Building a supportive community of people you can lean on and turn to can be lifechanging to people with Parkinson’s disease (PD) and their families. When Jeff Byal was diagnosed with PD in 2020, he and his wife, Lisa, started reading books, listening to podcasts and searching for websites with information they could use to help Jeff live well with Parkinson’s.
Lisa also joined a care partner group on Facebook and noticed group members consistently brought up a common issue — they were lonely. Lisa reached out to a few of them and they attempted to connect, but their meetings never seemed to work out.
“They kept having hard things in their lives come up that made it difficult to make plans, and I realized that once you’re at a certain point in the Parkinson’s journey, it can be really hard to add someone new to your life,” Lisa said. “It was too much to think about trying to add a new relationship even though I was trying to be helpful and supportive. It was then that I realized it is important to build that community before you need it.”
Eventually, someone new to the group asked Lisa if she would like to meet in person, and Lisa was determined to make it happen. She posted on the group, inviting people to join them, and eight people took her up on the offer. The group has met monthly ever since.
“Every member of the group is a wife of someone who has Parkinson’s, except one man whose father has Parkinson’s — all are at different stages with different symptoms,” Lisa said. “We’ve made getting together a priority because it is important to support each other.”
In particular, one group member’s story has stuck with Lisa. “Her husband is the only one in the group who has had deep brain stimulation (DBS) surgery and when she went to the hospital the day of the surgery, she had several close friends with her to support her. Another person working with the same doctor was also having DBS surgery the same day, and their partner had friends from the Parkinson’s community with them. Hearing that, I realized how important it is to build relationships with people who truly understand Parkinson’s and this journey. I want to build that community for myself before I need it.”

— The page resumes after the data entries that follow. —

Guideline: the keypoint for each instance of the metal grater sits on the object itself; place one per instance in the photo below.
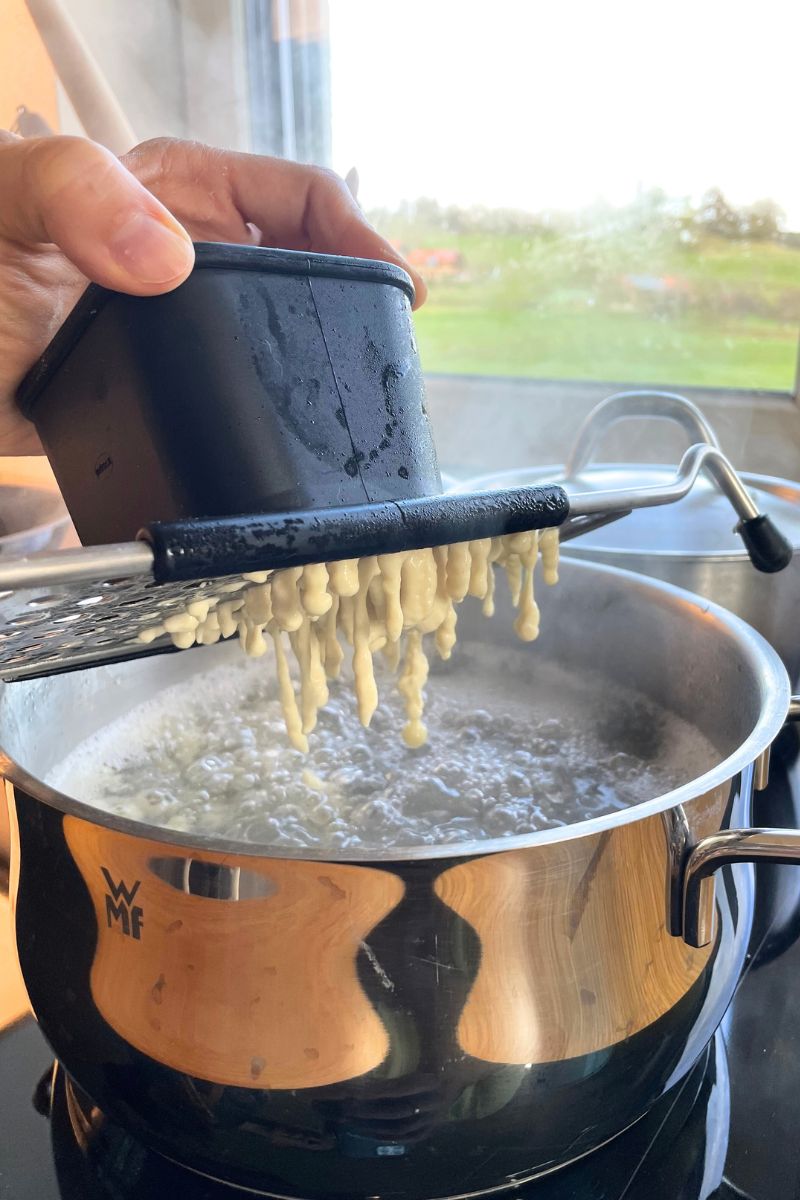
(78, 609)
(82, 607)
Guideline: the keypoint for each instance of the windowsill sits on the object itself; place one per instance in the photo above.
(492, 423)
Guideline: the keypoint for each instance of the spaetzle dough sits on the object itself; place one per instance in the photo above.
(382, 604)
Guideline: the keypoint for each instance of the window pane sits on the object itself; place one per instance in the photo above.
(594, 191)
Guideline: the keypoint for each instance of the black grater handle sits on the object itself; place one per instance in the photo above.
(202, 549)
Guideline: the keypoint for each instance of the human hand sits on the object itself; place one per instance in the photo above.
(70, 213)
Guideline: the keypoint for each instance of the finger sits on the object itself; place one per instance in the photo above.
(305, 208)
(221, 193)
(77, 195)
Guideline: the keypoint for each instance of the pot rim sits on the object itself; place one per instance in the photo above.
(770, 677)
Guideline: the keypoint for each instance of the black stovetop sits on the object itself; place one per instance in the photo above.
(729, 1131)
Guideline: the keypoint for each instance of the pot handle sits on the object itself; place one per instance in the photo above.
(723, 849)
(630, 406)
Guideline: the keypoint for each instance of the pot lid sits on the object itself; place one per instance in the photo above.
(701, 523)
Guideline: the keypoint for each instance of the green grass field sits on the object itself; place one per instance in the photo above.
(626, 347)
(557, 306)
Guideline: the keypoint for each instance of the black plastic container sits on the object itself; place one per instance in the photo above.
(269, 382)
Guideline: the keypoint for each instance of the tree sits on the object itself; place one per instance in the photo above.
(715, 215)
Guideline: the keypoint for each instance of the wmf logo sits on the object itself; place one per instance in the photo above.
(119, 906)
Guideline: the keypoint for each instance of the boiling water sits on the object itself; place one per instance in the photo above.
(210, 756)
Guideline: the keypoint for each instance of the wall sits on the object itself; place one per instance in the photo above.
(26, 76)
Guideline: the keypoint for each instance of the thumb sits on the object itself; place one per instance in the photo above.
(77, 195)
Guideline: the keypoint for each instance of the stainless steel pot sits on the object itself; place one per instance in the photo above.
(691, 543)
(426, 1023)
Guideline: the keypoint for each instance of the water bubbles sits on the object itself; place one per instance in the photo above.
(215, 760)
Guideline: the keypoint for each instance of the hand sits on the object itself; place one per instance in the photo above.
(70, 211)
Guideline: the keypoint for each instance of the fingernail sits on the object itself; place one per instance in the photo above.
(151, 251)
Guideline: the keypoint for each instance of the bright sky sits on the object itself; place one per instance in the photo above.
(557, 103)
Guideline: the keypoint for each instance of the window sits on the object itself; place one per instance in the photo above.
(596, 191)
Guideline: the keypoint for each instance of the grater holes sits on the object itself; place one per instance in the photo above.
(47, 601)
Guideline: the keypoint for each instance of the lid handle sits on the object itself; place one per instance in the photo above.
(632, 406)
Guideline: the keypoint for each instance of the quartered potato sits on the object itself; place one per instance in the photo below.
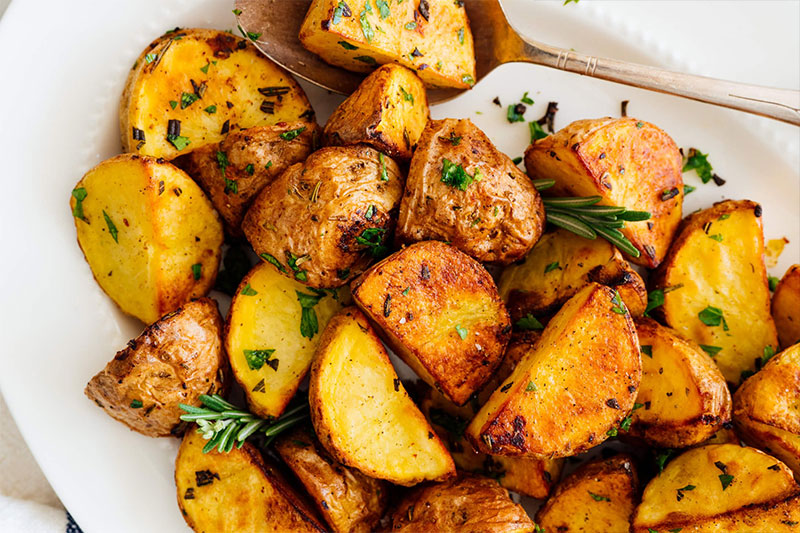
(388, 111)
(629, 163)
(766, 408)
(237, 491)
(440, 312)
(174, 361)
(558, 266)
(576, 383)
(325, 220)
(235, 170)
(271, 333)
(190, 87)
(461, 189)
(467, 503)
(715, 286)
(361, 412)
(720, 488)
(149, 234)
(431, 37)
(683, 398)
(600, 496)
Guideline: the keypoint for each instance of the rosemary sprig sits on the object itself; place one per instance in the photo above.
(224, 425)
(582, 217)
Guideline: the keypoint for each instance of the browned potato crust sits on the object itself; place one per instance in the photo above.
(349, 500)
(683, 396)
(173, 361)
(313, 220)
(496, 218)
(467, 503)
(439, 310)
(629, 163)
(235, 170)
(388, 111)
(600, 496)
(577, 382)
(716, 265)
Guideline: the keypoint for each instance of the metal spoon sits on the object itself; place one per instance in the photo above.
(496, 42)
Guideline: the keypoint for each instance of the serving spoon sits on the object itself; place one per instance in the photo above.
(277, 24)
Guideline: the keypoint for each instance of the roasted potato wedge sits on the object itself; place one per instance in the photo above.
(388, 111)
(323, 221)
(683, 396)
(235, 170)
(786, 307)
(271, 334)
(361, 412)
(720, 488)
(190, 86)
(600, 496)
(439, 310)
(174, 361)
(466, 503)
(629, 163)
(462, 189)
(577, 382)
(431, 37)
(349, 500)
(237, 491)
(558, 266)
(715, 289)
(766, 408)
(149, 234)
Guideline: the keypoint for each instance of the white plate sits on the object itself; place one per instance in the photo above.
(63, 67)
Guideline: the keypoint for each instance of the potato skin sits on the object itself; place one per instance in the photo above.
(315, 211)
(466, 503)
(388, 112)
(629, 163)
(255, 157)
(173, 361)
(573, 506)
(495, 220)
(419, 297)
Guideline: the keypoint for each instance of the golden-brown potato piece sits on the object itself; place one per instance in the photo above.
(558, 266)
(766, 408)
(440, 312)
(683, 398)
(461, 189)
(786, 307)
(271, 335)
(189, 87)
(577, 382)
(629, 163)
(349, 500)
(597, 497)
(323, 221)
(388, 111)
(361, 412)
(431, 37)
(237, 491)
(720, 488)
(149, 234)
(174, 361)
(235, 170)
(715, 286)
(466, 503)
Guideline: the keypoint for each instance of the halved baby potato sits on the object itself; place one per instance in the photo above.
(149, 234)
(628, 162)
(190, 87)
(361, 412)
(272, 333)
(440, 312)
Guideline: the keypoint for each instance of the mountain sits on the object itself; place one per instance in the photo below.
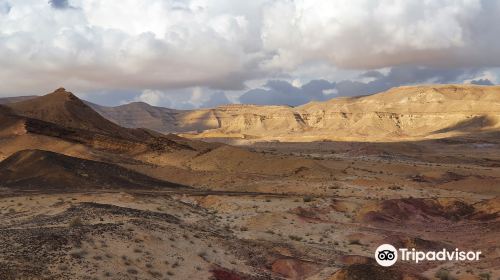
(67, 110)
(6, 100)
(48, 170)
(411, 112)
(164, 120)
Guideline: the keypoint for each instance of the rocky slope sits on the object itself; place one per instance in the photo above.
(403, 113)
(35, 169)
(410, 112)
(400, 113)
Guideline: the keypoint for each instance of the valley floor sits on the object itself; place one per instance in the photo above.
(236, 225)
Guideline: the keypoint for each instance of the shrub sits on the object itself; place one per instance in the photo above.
(76, 222)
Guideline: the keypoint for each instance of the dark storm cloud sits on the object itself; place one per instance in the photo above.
(402, 75)
(482, 82)
(216, 99)
(283, 93)
(59, 4)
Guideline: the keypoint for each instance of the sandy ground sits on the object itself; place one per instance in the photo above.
(236, 225)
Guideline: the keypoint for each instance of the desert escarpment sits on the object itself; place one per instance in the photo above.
(404, 112)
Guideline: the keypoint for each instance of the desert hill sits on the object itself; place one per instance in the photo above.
(6, 100)
(48, 170)
(61, 123)
(412, 112)
(402, 113)
(164, 120)
(67, 110)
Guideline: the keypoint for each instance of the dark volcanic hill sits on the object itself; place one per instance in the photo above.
(29, 169)
(7, 100)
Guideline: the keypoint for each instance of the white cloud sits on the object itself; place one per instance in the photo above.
(152, 97)
(172, 44)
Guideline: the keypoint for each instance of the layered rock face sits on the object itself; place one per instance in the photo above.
(411, 112)
(404, 112)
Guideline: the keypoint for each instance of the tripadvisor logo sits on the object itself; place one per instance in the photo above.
(388, 255)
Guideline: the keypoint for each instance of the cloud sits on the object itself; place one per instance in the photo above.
(276, 92)
(152, 97)
(483, 82)
(215, 99)
(133, 45)
(279, 92)
(59, 4)
(374, 34)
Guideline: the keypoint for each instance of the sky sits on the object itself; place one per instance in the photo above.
(202, 53)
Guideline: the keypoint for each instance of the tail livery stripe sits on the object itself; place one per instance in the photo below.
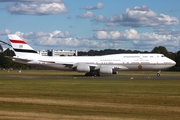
(18, 41)
(20, 47)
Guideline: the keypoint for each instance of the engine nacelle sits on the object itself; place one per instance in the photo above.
(106, 70)
(83, 68)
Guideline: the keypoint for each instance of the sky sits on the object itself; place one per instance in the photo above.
(92, 24)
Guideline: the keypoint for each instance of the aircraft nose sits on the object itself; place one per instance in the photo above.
(173, 62)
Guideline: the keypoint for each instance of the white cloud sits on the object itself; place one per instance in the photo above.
(33, 7)
(98, 6)
(142, 17)
(88, 14)
(103, 35)
(5, 32)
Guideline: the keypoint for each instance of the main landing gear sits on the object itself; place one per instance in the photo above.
(92, 73)
(159, 73)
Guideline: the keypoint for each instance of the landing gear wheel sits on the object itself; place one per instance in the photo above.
(159, 73)
(92, 73)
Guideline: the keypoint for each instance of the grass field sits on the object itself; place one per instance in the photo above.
(88, 98)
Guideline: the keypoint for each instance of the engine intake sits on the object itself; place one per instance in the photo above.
(106, 70)
(83, 68)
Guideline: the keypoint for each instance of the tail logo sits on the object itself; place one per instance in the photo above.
(20, 46)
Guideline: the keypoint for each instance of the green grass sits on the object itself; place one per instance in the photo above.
(87, 98)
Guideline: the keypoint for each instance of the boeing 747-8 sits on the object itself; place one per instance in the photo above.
(91, 65)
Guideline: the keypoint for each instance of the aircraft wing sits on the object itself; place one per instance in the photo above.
(19, 59)
(96, 66)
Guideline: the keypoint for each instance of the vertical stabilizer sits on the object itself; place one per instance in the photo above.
(21, 48)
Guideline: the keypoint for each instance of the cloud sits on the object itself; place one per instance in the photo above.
(33, 1)
(141, 16)
(99, 18)
(88, 14)
(127, 39)
(5, 32)
(98, 6)
(103, 35)
(36, 7)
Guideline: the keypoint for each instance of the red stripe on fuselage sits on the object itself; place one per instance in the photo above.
(18, 41)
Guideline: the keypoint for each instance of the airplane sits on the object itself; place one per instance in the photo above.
(91, 65)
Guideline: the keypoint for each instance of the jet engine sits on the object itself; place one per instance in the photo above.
(83, 68)
(106, 70)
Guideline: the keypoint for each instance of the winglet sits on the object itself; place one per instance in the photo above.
(20, 47)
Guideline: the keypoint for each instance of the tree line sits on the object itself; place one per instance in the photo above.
(8, 63)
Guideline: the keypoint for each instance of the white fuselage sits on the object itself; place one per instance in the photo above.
(130, 61)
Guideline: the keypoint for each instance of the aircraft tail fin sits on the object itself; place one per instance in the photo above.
(20, 47)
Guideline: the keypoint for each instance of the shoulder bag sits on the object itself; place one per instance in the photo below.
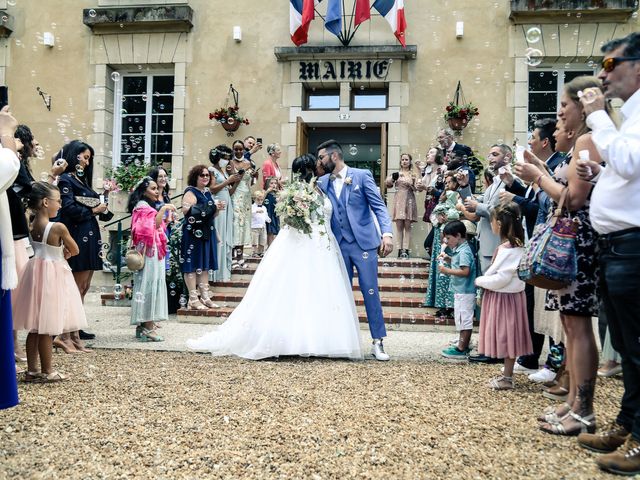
(550, 259)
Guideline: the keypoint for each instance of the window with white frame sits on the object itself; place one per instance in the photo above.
(143, 129)
(545, 89)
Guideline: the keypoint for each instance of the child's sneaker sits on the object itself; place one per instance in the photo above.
(455, 354)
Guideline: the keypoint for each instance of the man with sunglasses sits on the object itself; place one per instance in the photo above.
(615, 215)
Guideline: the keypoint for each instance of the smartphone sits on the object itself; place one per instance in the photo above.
(4, 96)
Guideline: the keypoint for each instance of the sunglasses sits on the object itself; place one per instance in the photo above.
(608, 64)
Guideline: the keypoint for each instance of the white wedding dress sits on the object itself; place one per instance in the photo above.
(299, 302)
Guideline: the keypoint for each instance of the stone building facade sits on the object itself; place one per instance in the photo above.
(139, 77)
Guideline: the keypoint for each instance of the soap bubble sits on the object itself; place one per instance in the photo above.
(533, 57)
(533, 35)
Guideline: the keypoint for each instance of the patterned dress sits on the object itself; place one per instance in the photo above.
(581, 297)
(242, 211)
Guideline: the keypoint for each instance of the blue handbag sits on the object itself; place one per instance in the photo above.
(550, 260)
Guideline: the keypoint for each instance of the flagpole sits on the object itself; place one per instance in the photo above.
(353, 11)
(357, 26)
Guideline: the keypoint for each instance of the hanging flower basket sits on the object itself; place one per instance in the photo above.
(457, 124)
(459, 113)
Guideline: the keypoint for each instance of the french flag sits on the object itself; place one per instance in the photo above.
(393, 12)
(301, 12)
(363, 11)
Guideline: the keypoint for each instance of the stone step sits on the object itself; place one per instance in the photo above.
(383, 273)
(394, 319)
(232, 298)
(382, 262)
(409, 286)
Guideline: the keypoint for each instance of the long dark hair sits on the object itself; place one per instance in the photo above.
(305, 167)
(153, 173)
(138, 194)
(216, 153)
(510, 220)
(71, 152)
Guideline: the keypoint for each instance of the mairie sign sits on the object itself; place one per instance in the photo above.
(343, 70)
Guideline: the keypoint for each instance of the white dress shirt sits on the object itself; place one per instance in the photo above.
(338, 182)
(615, 202)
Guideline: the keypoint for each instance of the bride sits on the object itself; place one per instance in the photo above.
(300, 300)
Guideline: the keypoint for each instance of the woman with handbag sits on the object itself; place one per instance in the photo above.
(578, 301)
(149, 241)
(198, 253)
(80, 207)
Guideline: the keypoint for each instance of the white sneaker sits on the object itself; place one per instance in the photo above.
(377, 350)
(517, 368)
(543, 375)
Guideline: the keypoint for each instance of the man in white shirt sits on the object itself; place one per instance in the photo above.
(615, 215)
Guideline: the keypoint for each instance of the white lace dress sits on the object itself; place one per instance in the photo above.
(299, 302)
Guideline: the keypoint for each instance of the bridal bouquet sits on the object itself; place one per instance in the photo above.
(299, 205)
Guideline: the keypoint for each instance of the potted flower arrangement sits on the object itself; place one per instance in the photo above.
(459, 115)
(119, 181)
(229, 118)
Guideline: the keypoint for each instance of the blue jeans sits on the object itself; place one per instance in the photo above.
(620, 290)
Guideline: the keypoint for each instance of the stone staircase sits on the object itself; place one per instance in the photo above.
(402, 282)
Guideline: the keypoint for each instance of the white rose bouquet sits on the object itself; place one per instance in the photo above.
(299, 205)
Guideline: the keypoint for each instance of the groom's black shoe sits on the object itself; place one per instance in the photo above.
(87, 336)
(484, 359)
(377, 350)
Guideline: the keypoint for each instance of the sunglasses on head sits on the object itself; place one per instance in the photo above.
(608, 64)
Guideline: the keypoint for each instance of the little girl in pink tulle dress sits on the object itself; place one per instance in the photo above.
(47, 295)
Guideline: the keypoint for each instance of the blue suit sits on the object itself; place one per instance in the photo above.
(359, 237)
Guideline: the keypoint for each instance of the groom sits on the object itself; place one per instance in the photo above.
(355, 199)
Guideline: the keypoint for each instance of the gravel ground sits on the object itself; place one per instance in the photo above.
(172, 415)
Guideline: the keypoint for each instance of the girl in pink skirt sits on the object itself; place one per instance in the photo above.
(48, 297)
(504, 329)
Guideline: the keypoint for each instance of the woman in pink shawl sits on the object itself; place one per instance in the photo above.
(148, 226)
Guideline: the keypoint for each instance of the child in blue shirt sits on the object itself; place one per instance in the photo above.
(462, 270)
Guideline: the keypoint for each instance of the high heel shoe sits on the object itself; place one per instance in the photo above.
(60, 343)
(205, 297)
(77, 343)
(194, 301)
(19, 357)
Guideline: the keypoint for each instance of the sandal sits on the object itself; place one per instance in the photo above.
(205, 297)
(551, 415)
(584, 425)
(194, 302)
(52, 377)
(150, 336)
(501, 383)
(32, 377)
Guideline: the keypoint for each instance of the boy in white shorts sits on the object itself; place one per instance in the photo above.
(462, 269)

Lisa and her support group are doing just that. They meet to swap stories, share resources and offer support to one another. Recently, for the first time, they invited their loved ones with Parkinson’s to join a meeting and meet each other, which Jeff appreciated.
“It was great to meet the people I’ve heard about and put faces to names,” Jeff said. “I’m glad they’ve created this safe space for one another. Lisa is always doing what she can to help others, and she’s seen this need care partners have to find time to take care of themselves, too.”
Jeff and Lisa feel fortunate that they have not only found a supportive community, but were able to navigate the difficult diagnosis process and find a supportive neurologist who put together a comprehensive care plan for Jeff that has allowed him to live well with Parkinson’s. And through his neurologist, Erik Krause, DO, they learned about the Parkinson’s Foundation.
“We believe knowledge is power,” Lisa said. “The more you know, the better you can deal with your current situation. The Parkinson’s Foundation offers great resources for people at any stage, whether they have just been newly diagnosed or if they are far along in their journey with Parkinson’s. And from a care partner standpoint, the connection to a community that can help you navigate this journey is vital.”
As Jeff and Lisa have started to get more involved with the Parkinson’s Foundation and share their story, they have been shocked at just how many people they know have a connection to Parkinson’s — even people they have known for years.
“The more we tell our story, the more people we find out are impacted by Parkinson’s,” Jeff said. “This is one of the fastest-growing neurological diseases, which is horrible. The Parkinson’s Foundation not only provides vital information to people, but also connects them to a community they can turn to for support.”
As they navigate their own journey with Parkinson’s, Jeff and Lisa hope more people will take advantage of the resources the Parkinson’s Foundation offers and find solace in the Parkinson’s community, just as they have.
“Research to find a cure for Parkinson’s is important, and it’s what we all hope for,” Lisa said. “But becoming connected to the community and knowing you, whether you are a person with Parkinson’s or as a loved one of someone with Parkinson’s, are not alone is so important too.”